Unemployment trust fund; Another state trooper injured

Report gives more warnings about Illinois’ unemployment trust fund debt

The University of Illinois’ Institute of Government and Public Affairs has released a report examining the debt in the state’s unemployment insurance trust fund. It highlighted a number of concerning problems in the way the state managed the fund both before and after the pandemic hit. Illinois’ unemployment insurance trust fund ran up a deficit of more than $4 billion, and did not pay it back before the deadline to avoid accumulating interest. Paying back the debt could now require either higher taxes on employer paychecks, lower benefits to unemployed workers, or both.

The report found that before the pandemic hit, Illinois distributed unemployment benefits without saving enough money to continue paying benefits in the event of a severe crisis. When that crisis hit in March 2020 and hundreds of thousands of Illinoisans lost their jobs due to the pandemic shutdowns, the state had to borrow billions from Washington D.C. in order to pay the additional claims. Illinois unemployment was higher during the pandemic than other states, and we recently learned that more than half of the unemployment funds paid out by the state may have gone to fraudulent actors rather than unemployed Illinoisans who needed the help.

The state budget which passed on a party-line vote back in the spring could have appropriated enough funds to pay down this deficit, but instead left a $1.8 billion hole which will have to be made up somehow. We should not raise taxes on jobs, nor should we cut unemployment benefits for those who need them. This report shows that Illinois has to do better.

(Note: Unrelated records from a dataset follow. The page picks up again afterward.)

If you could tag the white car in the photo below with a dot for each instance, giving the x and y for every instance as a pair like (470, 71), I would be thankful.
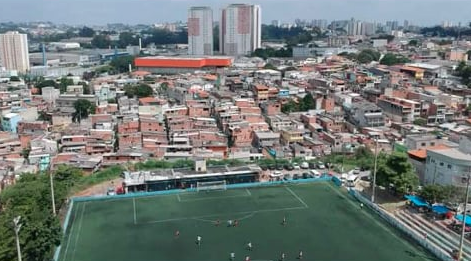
(304, 165)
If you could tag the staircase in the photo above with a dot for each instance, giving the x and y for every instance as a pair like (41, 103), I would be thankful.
(443, 239)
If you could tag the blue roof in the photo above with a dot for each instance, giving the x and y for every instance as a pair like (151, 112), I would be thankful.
(467, 219)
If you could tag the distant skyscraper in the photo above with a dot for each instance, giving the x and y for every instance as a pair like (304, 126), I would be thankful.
(406, 24)
(200, 31)
(240, 29)
(14, 51)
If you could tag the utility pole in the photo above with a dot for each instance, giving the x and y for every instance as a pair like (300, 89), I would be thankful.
(374, 172)
(51, 180)
(463, 228)
(17, 227)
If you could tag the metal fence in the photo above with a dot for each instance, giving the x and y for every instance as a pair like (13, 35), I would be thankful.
(392, 221)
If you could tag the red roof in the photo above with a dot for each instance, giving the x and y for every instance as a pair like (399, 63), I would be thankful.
(183, 62)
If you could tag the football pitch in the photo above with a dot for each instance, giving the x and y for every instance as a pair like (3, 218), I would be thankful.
(321, 220)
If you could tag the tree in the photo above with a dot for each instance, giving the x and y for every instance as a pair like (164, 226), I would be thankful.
(40, 232)
(121, 64)
(397, 172)
(83, 108)
(86, 32)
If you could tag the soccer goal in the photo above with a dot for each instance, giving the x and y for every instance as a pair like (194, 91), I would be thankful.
(211, 185)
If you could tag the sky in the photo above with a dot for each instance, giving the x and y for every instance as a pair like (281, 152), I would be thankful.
(101, 12)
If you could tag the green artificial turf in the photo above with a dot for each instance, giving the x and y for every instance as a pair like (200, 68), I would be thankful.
(322, 220)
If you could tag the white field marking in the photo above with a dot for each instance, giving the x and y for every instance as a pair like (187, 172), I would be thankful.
(248, 192)
(134, 208)
(212, 221)
(218, 215)
(297, 197)
(372, 218)
(70, 233)
(210, 198)
(79, 230)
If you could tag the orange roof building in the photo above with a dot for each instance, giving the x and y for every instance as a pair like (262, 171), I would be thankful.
(181, 64)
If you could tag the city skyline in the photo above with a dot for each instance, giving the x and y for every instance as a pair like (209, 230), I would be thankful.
(100, 12)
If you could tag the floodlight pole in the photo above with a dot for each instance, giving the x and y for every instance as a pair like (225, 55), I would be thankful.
(374, 172)
(463, 228)
(17, 227)
(51, 181)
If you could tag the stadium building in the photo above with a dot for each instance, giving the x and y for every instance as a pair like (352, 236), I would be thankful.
(165, 179)
(175, 65)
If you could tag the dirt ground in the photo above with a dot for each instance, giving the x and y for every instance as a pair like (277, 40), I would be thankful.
(99, 189)
(382, 197)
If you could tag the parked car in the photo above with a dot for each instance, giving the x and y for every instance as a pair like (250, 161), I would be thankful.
(320, 165)
(305, 165)
(316, 173)
(289, 167)
(110, 191)
(312, 165)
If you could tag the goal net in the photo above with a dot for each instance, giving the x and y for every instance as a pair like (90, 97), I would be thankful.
(211, 185)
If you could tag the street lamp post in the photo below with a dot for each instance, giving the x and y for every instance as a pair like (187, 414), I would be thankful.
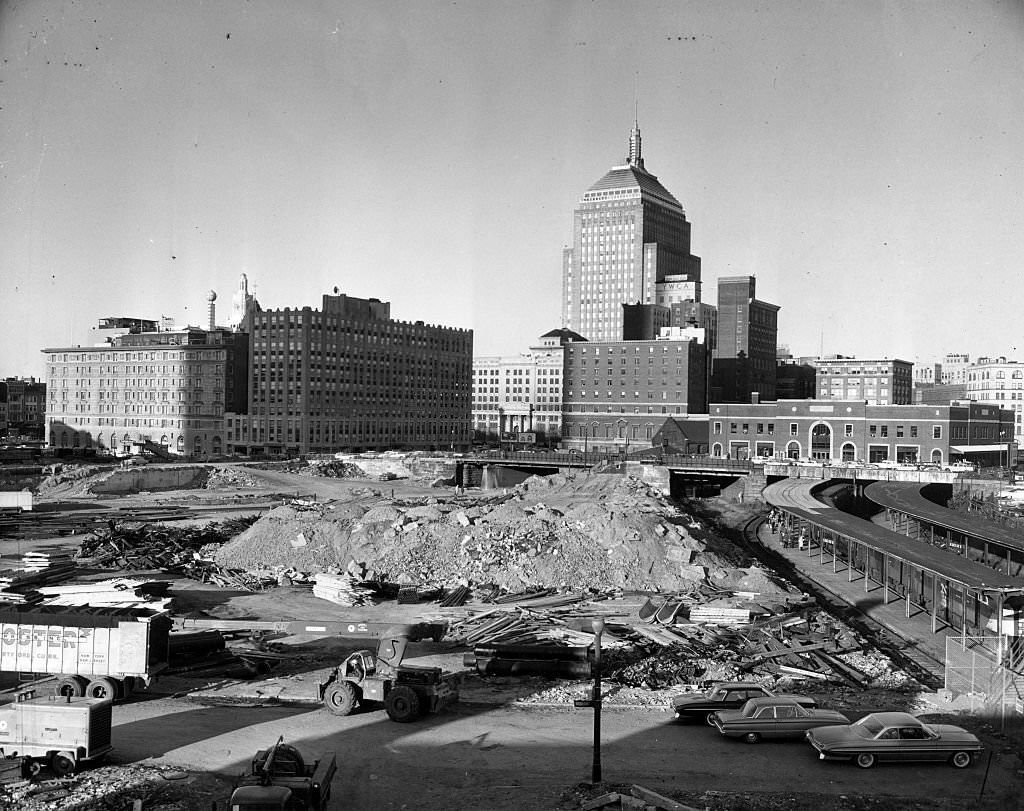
(595, 700)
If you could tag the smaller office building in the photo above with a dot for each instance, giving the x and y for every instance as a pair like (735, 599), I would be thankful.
(854, 430)
(518, 398)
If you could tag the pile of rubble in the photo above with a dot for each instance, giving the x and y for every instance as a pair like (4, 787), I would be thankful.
(333, 469)
(104, 787)
(594, 531)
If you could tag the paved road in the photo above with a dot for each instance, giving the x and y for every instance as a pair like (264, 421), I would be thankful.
(503, 759)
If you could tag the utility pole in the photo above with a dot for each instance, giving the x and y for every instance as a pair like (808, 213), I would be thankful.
(595, 701)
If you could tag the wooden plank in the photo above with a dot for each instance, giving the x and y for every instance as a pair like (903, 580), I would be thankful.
(802, 672)
(658, 801)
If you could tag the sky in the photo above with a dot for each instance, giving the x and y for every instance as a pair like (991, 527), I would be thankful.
(861, 160)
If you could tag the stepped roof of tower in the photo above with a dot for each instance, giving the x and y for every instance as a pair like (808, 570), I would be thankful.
(631, 176)
(567, 334)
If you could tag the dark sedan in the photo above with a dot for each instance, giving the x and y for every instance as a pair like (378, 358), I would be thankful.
(779, 717)
(726, 695)
(895, 736)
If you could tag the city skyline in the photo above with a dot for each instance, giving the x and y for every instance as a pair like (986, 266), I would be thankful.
(860, 162)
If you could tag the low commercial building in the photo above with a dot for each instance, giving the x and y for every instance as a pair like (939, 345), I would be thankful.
(879, 382)
(854, 430)
(617, 394)
(999, 381)
(349, 377)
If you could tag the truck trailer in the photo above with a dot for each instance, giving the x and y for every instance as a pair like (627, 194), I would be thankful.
(94, 652)
(60, 731)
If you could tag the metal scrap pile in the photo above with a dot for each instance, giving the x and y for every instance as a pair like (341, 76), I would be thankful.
(172, 549)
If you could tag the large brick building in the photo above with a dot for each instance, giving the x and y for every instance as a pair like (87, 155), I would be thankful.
(879, 381)
(519, 397)
(617, 394)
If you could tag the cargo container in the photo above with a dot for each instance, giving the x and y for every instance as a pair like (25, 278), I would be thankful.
(16, 500)
(96, 652)
(58, 730)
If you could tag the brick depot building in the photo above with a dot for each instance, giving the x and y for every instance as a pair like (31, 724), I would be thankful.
(849, 430)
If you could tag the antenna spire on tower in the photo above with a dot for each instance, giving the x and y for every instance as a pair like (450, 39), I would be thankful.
(636, 157)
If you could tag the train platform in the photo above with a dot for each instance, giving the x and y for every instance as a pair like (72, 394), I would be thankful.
(926, 648)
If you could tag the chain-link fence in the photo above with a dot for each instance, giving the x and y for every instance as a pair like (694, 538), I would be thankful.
(974, 671)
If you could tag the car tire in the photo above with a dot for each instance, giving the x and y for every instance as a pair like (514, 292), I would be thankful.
(961, 760)
(865, 760)
(402, 705)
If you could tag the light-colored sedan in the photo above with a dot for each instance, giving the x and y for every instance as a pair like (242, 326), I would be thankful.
(776, 717)
(895, 736)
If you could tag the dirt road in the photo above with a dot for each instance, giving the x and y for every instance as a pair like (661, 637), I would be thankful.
(502, 759)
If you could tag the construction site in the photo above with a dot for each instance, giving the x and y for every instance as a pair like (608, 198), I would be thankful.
(264, 588)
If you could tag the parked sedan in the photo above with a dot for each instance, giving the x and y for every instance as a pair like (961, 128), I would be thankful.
(895, 736)
(726, 695)
(778, 717)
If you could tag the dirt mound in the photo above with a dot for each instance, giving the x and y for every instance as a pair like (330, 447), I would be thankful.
(70, 480)
(595, 531)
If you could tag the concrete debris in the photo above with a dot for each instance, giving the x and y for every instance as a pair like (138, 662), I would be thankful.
(155, 787)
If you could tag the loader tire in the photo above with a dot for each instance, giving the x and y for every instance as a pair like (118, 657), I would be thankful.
(402, 705)
(102, 688)
(340, 698)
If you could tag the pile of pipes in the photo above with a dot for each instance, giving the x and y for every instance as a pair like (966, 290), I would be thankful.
(22, 585)
(113, 593)
(172, 549)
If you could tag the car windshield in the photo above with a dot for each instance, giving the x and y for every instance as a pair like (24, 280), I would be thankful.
(868, 725)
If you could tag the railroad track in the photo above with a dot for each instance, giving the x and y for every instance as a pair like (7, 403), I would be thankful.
(900, 646)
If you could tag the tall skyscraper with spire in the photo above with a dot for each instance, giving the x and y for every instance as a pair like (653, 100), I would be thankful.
(629, 236)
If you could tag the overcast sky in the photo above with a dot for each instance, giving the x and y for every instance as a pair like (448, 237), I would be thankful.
(861, 159)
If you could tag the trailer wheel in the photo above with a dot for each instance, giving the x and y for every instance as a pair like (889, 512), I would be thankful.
(101, 688)
(865, 760)
(340, 698)
(402, 705)
(71, 685)
(62, 764)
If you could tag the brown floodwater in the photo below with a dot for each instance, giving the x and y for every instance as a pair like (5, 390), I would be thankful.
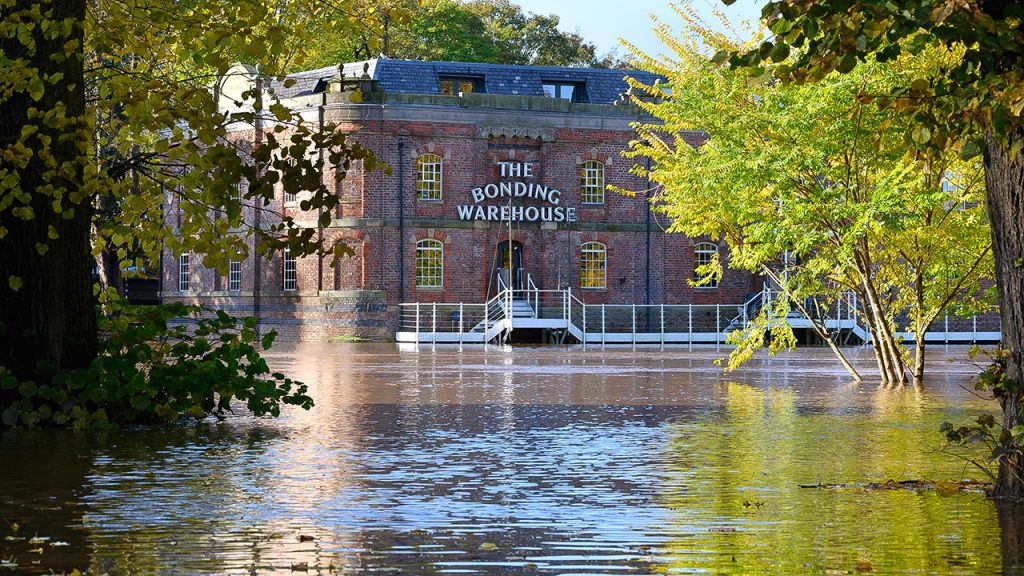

Another state trooper injured in crash – please be careful!

A couple of weeks ago I told you about the 14th crash this year involving an Illinois State Police vehicle which was stopped to assist a motorist in distress. I am sorry to tell you that since then we have had a 15th and now a 16th crash involving a trooper who was stopped on the roadside. In the latest incident, a state trooper was injured and hospitalized when a squad car was hit on Route 45 in Kankakee County last weekend. The driver whom the trooper was assisting was also injured in the crash. The alleged drunk driver who struck the trooper’s vehicle has been charged.

A state law called “Scott’s Law” requires drivers to move over and slow down when a first-responder vehicle is on the side of the road with its emergency lights activated. These include such vehicles as police cars, fire trucks, ambulances and tow trucks. The law is named for a firefighter who was killed while responding to an accident in 2000.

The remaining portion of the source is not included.